Time and again, the UN was snubbed or ignored by the Bush administration. But thanks to Annan’s dignity and persistence, the UN was never marginalized. The secretary-general continued to represent the voice of compromise and moderation even when Washington was at its macho peak of aggressive intervention in world affairs. Momentously Annan declared the invasion of Iraq to be illegal under the terms of the UN Charter. It is certain that he had come under immense pressure to get on side with American policy. It is more than likely that the behind-the-scenes arm-twisting involved US threats to expose the scandal of his son Kojo’s dubious involvement in Iraq’s oil-for-food program. Annan preferred to let the matter come out in the open and he himself was later entirely cleared of any involvement in Kojo’s business dealings.
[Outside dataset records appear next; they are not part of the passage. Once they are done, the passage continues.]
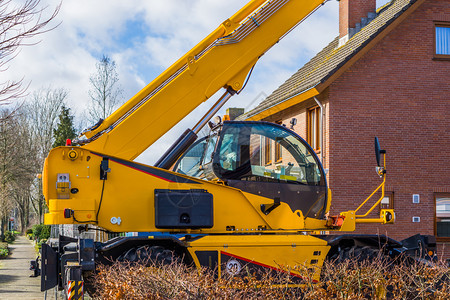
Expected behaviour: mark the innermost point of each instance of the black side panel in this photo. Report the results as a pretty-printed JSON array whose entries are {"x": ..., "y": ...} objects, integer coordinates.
[
  {"x": 183, "y": 209},
  {"x": 49, "y": 273},
  {"x": 208, "y": 259}
]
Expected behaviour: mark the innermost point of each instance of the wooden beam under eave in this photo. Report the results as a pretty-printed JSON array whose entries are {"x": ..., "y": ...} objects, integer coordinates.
[
  {"x": 284, "y": 105},
  {"x": 322, "y": 86}
]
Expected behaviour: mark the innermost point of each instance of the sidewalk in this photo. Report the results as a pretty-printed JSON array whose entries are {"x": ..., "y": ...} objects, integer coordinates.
[{"x": 15, "y": 282}]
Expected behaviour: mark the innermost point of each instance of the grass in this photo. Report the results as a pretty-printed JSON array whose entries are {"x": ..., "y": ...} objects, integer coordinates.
[{"x": 375, "y": 279}]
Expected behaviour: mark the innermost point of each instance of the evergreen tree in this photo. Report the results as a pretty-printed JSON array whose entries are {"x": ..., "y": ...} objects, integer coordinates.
[{"x": 65, "y": 129}]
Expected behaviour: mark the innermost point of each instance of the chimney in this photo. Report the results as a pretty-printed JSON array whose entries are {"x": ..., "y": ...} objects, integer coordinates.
[{"x": 353, "y": 15}]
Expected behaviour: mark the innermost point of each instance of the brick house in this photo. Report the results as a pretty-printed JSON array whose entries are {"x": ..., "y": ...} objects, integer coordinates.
[{"x": 387, "y": 75}]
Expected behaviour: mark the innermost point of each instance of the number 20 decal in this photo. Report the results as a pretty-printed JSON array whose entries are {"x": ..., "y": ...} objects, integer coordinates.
[{"x": 233, "y": 267}]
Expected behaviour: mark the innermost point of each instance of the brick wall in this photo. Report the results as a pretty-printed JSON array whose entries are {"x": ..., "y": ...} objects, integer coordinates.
[{"x": 400, "y": 94}]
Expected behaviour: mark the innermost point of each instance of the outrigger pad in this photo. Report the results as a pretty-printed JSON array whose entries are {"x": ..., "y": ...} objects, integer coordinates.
[
  {"x": 183, "y": 209},
  {"x": 49, "y": 270}
]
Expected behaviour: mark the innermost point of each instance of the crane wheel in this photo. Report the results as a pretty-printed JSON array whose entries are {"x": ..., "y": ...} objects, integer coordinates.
[{"x": 148, "y": 255}]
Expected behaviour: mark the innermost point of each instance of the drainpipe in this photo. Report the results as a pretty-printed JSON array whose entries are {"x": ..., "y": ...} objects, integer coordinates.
[{"x": 322, "y": 114}]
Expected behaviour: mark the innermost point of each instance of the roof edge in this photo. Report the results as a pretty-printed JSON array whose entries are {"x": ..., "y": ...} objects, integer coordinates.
[{"x": 294, "y": 99}]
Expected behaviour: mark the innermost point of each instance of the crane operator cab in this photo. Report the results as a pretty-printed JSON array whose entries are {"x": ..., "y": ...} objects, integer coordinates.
[{"x": 262, "y": 158}]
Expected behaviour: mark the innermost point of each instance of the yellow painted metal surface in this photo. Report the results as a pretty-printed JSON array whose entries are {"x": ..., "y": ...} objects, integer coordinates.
[
  {"x": 129, "y": 194},
  {"x": 294, "y": 254},
  {"x": 199, "y": 74}
]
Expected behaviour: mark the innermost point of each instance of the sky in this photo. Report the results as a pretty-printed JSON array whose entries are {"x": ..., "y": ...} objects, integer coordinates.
[{"x": 144, "y": 37}]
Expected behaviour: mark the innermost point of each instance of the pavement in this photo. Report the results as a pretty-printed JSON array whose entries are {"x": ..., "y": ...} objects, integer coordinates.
[{"x": 15, "y": 282}]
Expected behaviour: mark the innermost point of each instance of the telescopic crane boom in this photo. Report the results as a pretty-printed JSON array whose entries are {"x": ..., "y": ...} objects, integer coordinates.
[
  {"x": 222, "y": 60},
  {"x": 223, "y": 205}
]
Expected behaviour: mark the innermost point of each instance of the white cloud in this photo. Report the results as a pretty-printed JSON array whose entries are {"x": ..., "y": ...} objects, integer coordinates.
[{"x": 144, "y": 38}]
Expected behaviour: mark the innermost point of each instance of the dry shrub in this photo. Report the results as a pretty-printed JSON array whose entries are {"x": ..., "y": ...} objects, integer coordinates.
[{"x": 375, "y": 279}]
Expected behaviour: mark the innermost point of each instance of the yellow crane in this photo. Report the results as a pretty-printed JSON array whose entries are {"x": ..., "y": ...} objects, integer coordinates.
[{"x": 219, "y": 203}]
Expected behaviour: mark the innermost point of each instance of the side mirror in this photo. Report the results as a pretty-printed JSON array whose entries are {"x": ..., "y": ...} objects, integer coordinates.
[
  {"x": 377, "y": 151},
  {"x": 380, "y": 170}
]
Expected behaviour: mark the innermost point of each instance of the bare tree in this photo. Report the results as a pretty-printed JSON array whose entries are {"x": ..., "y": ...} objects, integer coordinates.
[
  {"x": 105, "y": 93},
  {"x": 42, "y": 113},
  {"x": 17, "y": 167},
  {"x": 18, "y": 23}
]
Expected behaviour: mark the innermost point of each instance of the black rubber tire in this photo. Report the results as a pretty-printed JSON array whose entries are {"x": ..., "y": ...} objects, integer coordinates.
[{"x": 148, "y": 255}]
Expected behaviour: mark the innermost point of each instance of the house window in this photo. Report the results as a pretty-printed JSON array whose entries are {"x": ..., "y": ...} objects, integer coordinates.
[
  {"x": 388, "y": 201},
  {"x": 267, "y": 151},
  {"x": 442, "y": 215},
  {"x": 314, "y": 136},
  {"x": 442, "y": 40}
]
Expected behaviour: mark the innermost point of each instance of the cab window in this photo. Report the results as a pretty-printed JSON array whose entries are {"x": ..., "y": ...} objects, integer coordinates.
[{"x": 242, "y": 155}]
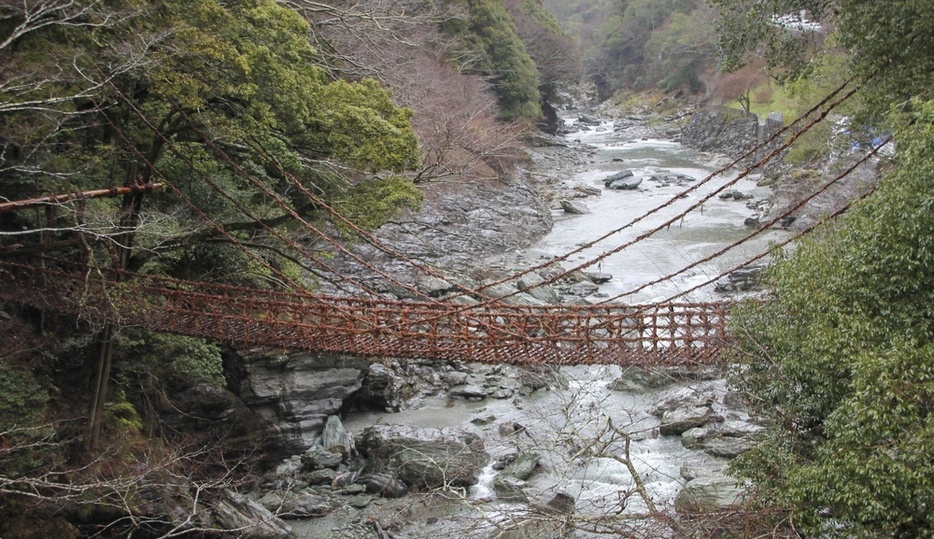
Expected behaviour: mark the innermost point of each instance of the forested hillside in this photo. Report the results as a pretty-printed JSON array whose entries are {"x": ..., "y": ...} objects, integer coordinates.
[
  {"x": 254, "y": 138},
  {"x": 255, "y": 143}
]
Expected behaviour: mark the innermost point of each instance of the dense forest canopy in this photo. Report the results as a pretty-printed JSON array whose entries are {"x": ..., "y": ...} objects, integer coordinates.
[
  {"x": 277, "y": 128},
  {"x": 840, "y": 356}
]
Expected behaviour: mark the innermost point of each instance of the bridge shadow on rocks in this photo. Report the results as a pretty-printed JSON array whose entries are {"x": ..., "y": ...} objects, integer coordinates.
[{"x": 492, "y": 332}]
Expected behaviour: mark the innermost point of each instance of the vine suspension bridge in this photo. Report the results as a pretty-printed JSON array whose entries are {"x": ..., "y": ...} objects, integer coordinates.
[{"x": 483, "y": 329}]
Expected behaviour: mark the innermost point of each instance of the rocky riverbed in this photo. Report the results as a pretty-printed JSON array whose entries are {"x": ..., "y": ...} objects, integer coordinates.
[{"x": 406, "y": 449}]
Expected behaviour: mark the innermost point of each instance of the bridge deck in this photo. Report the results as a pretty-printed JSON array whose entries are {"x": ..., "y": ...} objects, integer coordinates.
[{"x": 674, "y": 333}]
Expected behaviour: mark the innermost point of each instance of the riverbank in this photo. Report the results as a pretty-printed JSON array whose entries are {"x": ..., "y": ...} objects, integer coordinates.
[{"x": 604, "y": 449}]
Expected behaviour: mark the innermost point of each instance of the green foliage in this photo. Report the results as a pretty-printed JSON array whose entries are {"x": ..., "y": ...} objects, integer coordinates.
[
  {"x": 182, "y": 361},
  {"x": 375, "y": 201},
  {"x": 505, "y": 59},
  {"x": 642, "y": 45},
  {"x": 882, "y": 40},
  {"x": 226, "y": 102},
  {"x": 23, "y": 400},
  {"x": 24, "y": 404},
  {"x": 842, "y": 360},
  {"x": 121, "y": 417},
  {"x": 681, "y": 51}
]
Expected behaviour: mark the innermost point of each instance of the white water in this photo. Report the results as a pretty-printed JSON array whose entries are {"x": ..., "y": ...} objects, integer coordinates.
[
  {"x": 702, "y": 232},
  {"x": 563, "y": 424}
]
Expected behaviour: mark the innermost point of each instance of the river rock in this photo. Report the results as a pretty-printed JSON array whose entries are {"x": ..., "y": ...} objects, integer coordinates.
[
  {"x": 297, "y": 504},
  {"x": 295, "y": 393},
  {"x": 336, "y": 439},
  {"x": 533, "y": 378},
  {"x": 202, "y": 408},
  {"x": 236, "y": 512},
  {"x": 318, "y": 458},
  {"x": 383, "y": 484},
  {"x": 545, "y": 521},
  {"x": 709, "y": 493},
  {"x": 597, "y": 277},
  {"x": 436, "y": 287},
  {"x": 589, "y": 120},
  {"x": 726, "y": 446},
  {"x": 455, "y": 378},
  {"x": 523, "y": 466},
  {"x": 583, "y": 289},
  {"x": 625, "y": 183},
  {"x": 675, "y": 422},
  {"x": 424, "y": 458},
  {"x": 531, "y": 283},
  {"x": 574, "y": 207},
  {"x": 740, "y": 280},
  {"x": 733, "y": 194},
  {"x": 469, "y": 391},
  {"x": 509, "y": 488}
]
The Bush administration never forgave him for his refusal to sign off on their belligerent Iraqi policy. As the failure of their ill-judged intervention became ever more apparent, White House anger only increased even though Annan never set out to rub salt in its wounds. Ironically, Annan himself believed that the UN actually did have a duty that overrode a country’s sovereignty, a duty to intervene on behalf of civilians threatened with mass slaughter and the ravages of war; hence, Annan’s consistently interventionist policy toward Sudan over its failures in Darfur, which in the closing hours of his secretary-generalship appear to at last be bearing fruit. Annan’s concept of intervention was pluralist not unilateral. He believed that the United Nations should act as the strong arm of the international community, regardless of politics and pressure, working to protect and succor the weak and the oppressed. The doggedness with which he defended and expounded this vision, through conflicts from Cambodia through Bosnia to Darfur has given considerable substance to his vision. He passes on a brightly burning torch to his successor, Ban Ki-moon.

His very real failure was over UN reform. Though he slimmed the organization’s bloated bureaucracy and avoided a real risk of bankruptcy a decade ago, he did not get to grips with administrative restructuring. This was not entirely his fault. Big-power dominance builds in inefficiencies. However, perhaps because he himself was a career official in the UN, he lacked a clear overview of what needed to be done. His far less charismatic successor Ban Ki-moon is probably better qualified for the reform task. Politically and morally however, Annan leaves a very big pair of shoes for his successor to step into.